The IDF killed many senior Hamas terrorists in Gaza who planned the terror attack, but some in Israel fear that delays in prosecuting those in custody could allow some terrorists to evade justice. Palestinians and human rights groups raise separate concerns, claiming Israel systematically violates detainees’ rights by holding them in harsh conditions without indictment or trial, and limiting access to legal counsel. Broad gag orders keep most case details confidential, and most detainees are absent from public records.
The way Israel detains those prisoners “effectively erases these individuals from public awareness and strips them of fundamental rights,” said Nadine Abu Arafeh, a lawyer representing Gaza detainees in other Israeli court cases. “Families in Gaza live with questions: Are their loved ones alive?” The Justice Ministry declined to comment.
Israel extensively documented the October 7 atrocities, including footage filmed by the terrorists themselves. According to the IDF, thousands of Palestinian terrorists from Gaza participated in the terror attack, which the UN classified as including war crimes and possibly crimes against humanity.

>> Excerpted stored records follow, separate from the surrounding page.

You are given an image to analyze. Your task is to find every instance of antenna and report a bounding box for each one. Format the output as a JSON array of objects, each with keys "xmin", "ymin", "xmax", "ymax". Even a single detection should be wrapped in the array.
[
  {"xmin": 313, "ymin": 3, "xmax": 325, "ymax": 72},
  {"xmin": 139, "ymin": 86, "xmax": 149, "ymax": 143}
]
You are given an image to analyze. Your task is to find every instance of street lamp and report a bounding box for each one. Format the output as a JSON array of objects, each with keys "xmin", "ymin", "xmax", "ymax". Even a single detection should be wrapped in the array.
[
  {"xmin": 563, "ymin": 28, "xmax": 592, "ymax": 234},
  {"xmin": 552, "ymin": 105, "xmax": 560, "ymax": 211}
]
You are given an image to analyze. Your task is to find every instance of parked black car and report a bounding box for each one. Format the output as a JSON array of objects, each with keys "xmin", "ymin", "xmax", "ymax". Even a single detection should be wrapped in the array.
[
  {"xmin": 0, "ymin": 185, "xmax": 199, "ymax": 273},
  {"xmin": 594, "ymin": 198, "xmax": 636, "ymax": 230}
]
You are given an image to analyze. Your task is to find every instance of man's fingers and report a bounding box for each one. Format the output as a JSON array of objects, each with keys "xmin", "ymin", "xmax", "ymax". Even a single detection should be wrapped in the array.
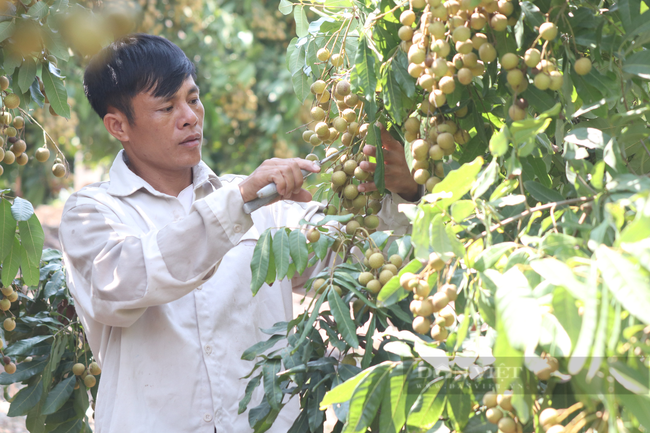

Gez and Malinovsky said investigators skipped many steps in evidence collection amid the chaos. Some bodies were buried before forensic examination, and the sheer scale of killings complicated ballistic experts’ ability to match bullets to specific weapons. “Survivors who witnessed the events often did not immediately report their experiences to the legal authorities, and they quickly scattered across the country before the authorities could contact them,” Gez added.
Knesset member Religious Zionist Party MK Simcha Rothman accused prosecutors of failing to adapt legal procedures to the scale and extraordinary nature of the terror attack. He also said security authorities initially opposed advancing terrorist cases early in the Gaza war, though opposition has since ceased.
Special tribunal considered
Rothman and Malinovsky helped draft the bill, aimed at bypassing legal obstacles by creating a 15-judge special tribunal with limited authority to circumvent the regular criminal system. The bill proposes charging terrorists with genocide, punishable by death under Israeli law.
Other countries have created similar tribunals in response to war or mass atrocities, according to Yuval Shany, a senior researcher with the Israel Democracy Institute, a Jerusalem-based research group, citing U.S. military commissions set up to prosecute Al-Qaeda suspects after the Sept. 11, 2001, attacks on the United States.
All 2,700 Palestinians detained in Gaza during the war are defined as “unlawful combatants,” allowing Israel to hold them without indictment or trial under its law. As part of the recent hostage deal earlier this year, Israel released over a thousand of these detainees, along with women and minors arrested during the war. If ongoing negotiations with Hamas lead to a new agreement, remaining detainees may also be released in exchange for hostages still held in Gaza.
The lengthy detention of so many people without trial “risks becoming a life sentence without the usual protections of the criminal process,” said Monica Hakimi, a Columbia Law School professor and international law expert.
According to IDF and the Israel Prison Service data provided to Physicians for Human Rights through freedom-of-information requests, at least 48 Palestinian detainees have died in custody. Former detainees told The Times last year that they were beaten with fists, kicks, clubs, rifle butts and hand-held metal detectors. Two said their bones were broken, and three reported receiving electric shocks during interrogations. The IDF denied “systematic abuse” at the Sde Teiman detention camp, where thousands of Gazan detainees were held earlier in the war. The Shin Bet security service said all its investigations were “conducted in accordance with the law.”
In late July, the Knesset extended emergency provisions allowing continued detention of terrorists until January 2026, suggesting they may not face charges for at least six more months.